Angélique monta dans la barque et celle-ci s'écarta silencieusement du bord. Les pêcheurs essayaient de se tenir dans la zone d'ombre du promontoire mais la lueur de l'incendie s'élargissait sans cesse et parfois les rejoignait. Dressé à la poupe, Savary se repaissait de la vue du port illuminé où la population s'agitait comme une fourmilière.

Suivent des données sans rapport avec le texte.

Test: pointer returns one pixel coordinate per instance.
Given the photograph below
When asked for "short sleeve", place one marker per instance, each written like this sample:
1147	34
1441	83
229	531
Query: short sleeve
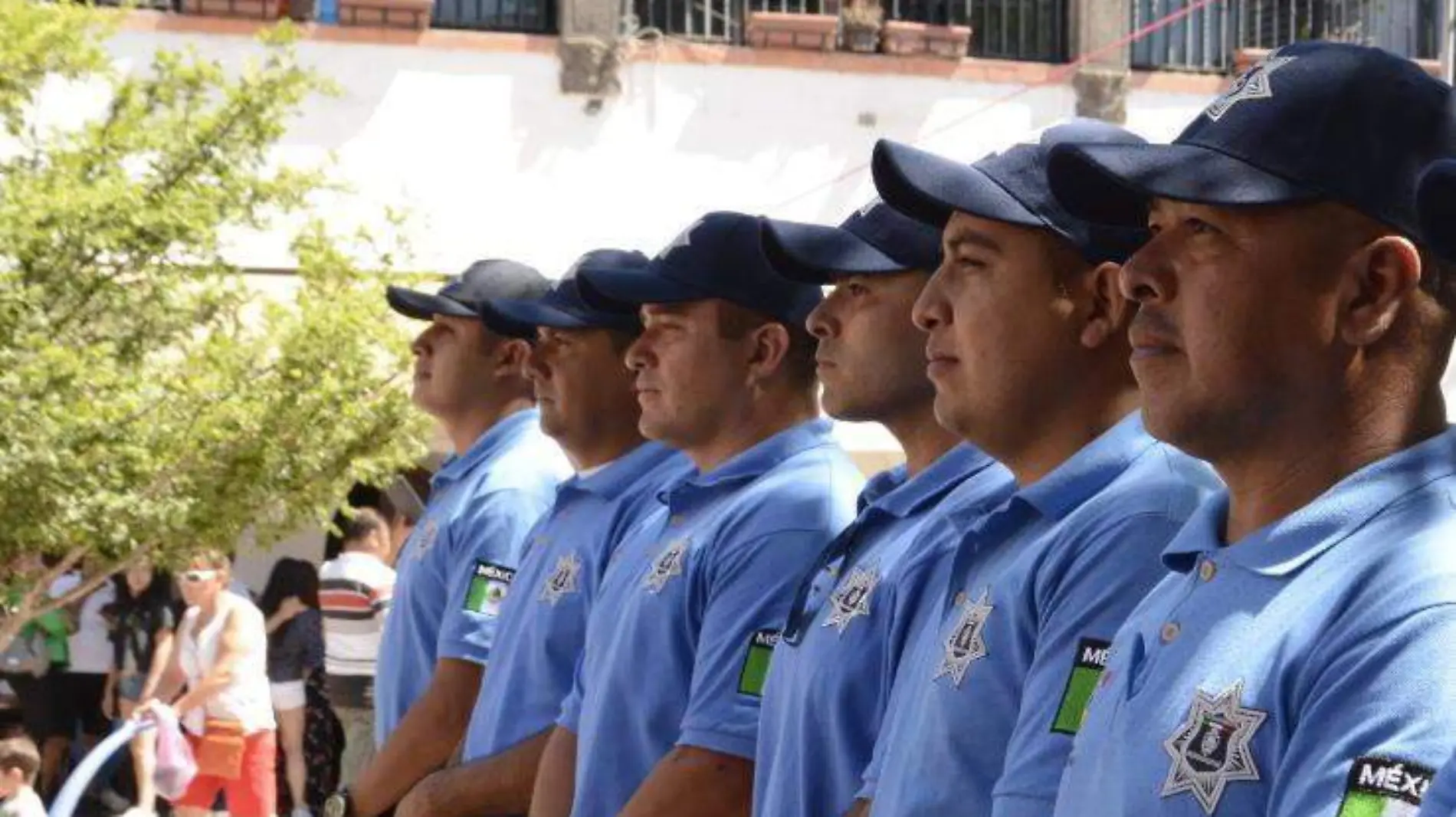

– J'ai bourré les deux navires d'étoupe en maints endroits, dans l'épaisseur de la coque, expliquait-il. Pendant tout le voyage des îles, chaque jour je suis descendu dans les cales et j'ai tout préparé. Puis, ce soir, j'ai arrosé de ma moumie transformée en essence, cette matière qui la rend mille fois plus brûlante, l'avant des deux navires, à l'intérieur et à l'extérieur. Les artificiers m'ayant requis pour les aider dans leur besogne, ce me fut un jeu d'expédier sur le tillac des deux navires, au bon endroit, des fusées de ma composition. Le feu a pris comme un ouragan...

Angélique, à ses côtés, se crispa subitement. Elle se redressa, incapable de prononcer un mot, les yeux dilatés. Savary se tut. Sa main chercha sa vieille lunette à sa ceinture et il la porta à ses yeux.

– Que fait-il ? Il est fou, cet homme !

Ils venaient de distinguer sur la dunette enfumée de L'Aigle des Mers, l'ombre du Rescator. Les mariniers maures avaient rompu les amarres et le chébec où s'étendait le feu dérivait sur les eaux du port s'éloignant du brasier mais lui-même déjà atteint. La flamme s'éleva plus forte et violente. Le mât de beaupré s'effondra. Puis il y eut une sourde explosion.

– La soute aux poudres, murmura Angélique.

– Non.

Savary lui écrasait les pieds de ses lourdes chaussures. Vassos Mikolès essayait en vain de convaincre son auguste père de se tenir tranquille.

– Ce nuage blanc à fleur d'eau, cria le savant, qu'est-ce que c'est ? QU'EST-CE QUE C'EST... ?

Une fumée jaune et lourde s'échappait du centre du chébec en feu et « coulait » jusqu'à la mer, puis en peu d'instants, elle recouvrit tout le navire, sauf le mât le plus haut. La lueur du feu s'étouffa et simultanément l'obscurité tomba sur le chébec enveloppé dans son cocon de vapeur.